Unfortunately, sometimes there are changes in company priorities due to outside elements or changing leadership. A new M&A acquisition comes in with integration timelines that will derail any currently running Epics. However, if an M.V.P. has been released, the product manager needs to negotiate on this timeline and urgency. The cost of stopping and picking it back up in 6 months’ time, may be a compelling enough reason to shuffle the project list to let it complete. If there are outside resources that can be used, that could be another way of keeping the current epic moving along. In reality though, you understand that sometimes, you just have to accept the current situation for the benefit of your company. But keep the delayed project in front of the team so that it can be picked up and restarted as soon as possible.
When a team gets feedback that is contradictory to their expectations, it can be a hard pill to swallow. They may have been working on this for several sprints and are now being told that the baby is ugly. Instead of processing the new information and plotting a new course, they determine that they really do know better and carry on with the original plan. The end result is a disaster with the project team deeming it “finished” and the users feeling betrayed and ignored. This can happen when a team has worked together for a long time, has a leader with an ego (or fear of failure) and others are unwilling to voice a “negative” opinion. By taking the actions in step #1 of actively soliciting feedback and reporting it to the larger leadership group, it makes it hard to ignore feedback. If after the group meetings, there is still a team that is looking to move ahead with the original plan, the overall product manager needs to step in and guide the team to do the right thing. This situation is a failure of leadership ultimately, and if it is happening in your organization, it needs to be brought to light.

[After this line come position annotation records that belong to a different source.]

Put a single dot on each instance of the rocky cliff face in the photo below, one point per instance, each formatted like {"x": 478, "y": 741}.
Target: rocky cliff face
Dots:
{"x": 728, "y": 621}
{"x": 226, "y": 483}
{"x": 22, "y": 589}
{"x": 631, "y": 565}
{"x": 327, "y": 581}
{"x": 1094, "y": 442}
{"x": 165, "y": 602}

If you are one of the few companies that are doing the M.V.P. correct, kudos to you! If you are not, have a deep-dive discussion with the full project team and any users, and identify the blockers to success. The teams that can learn and grow from these kinds of challenges are the ones that will be the most successful and productive overall. Implementing this kind of change requires a thoughtful approach to understand the human element involved while keeping an eye on the final goal.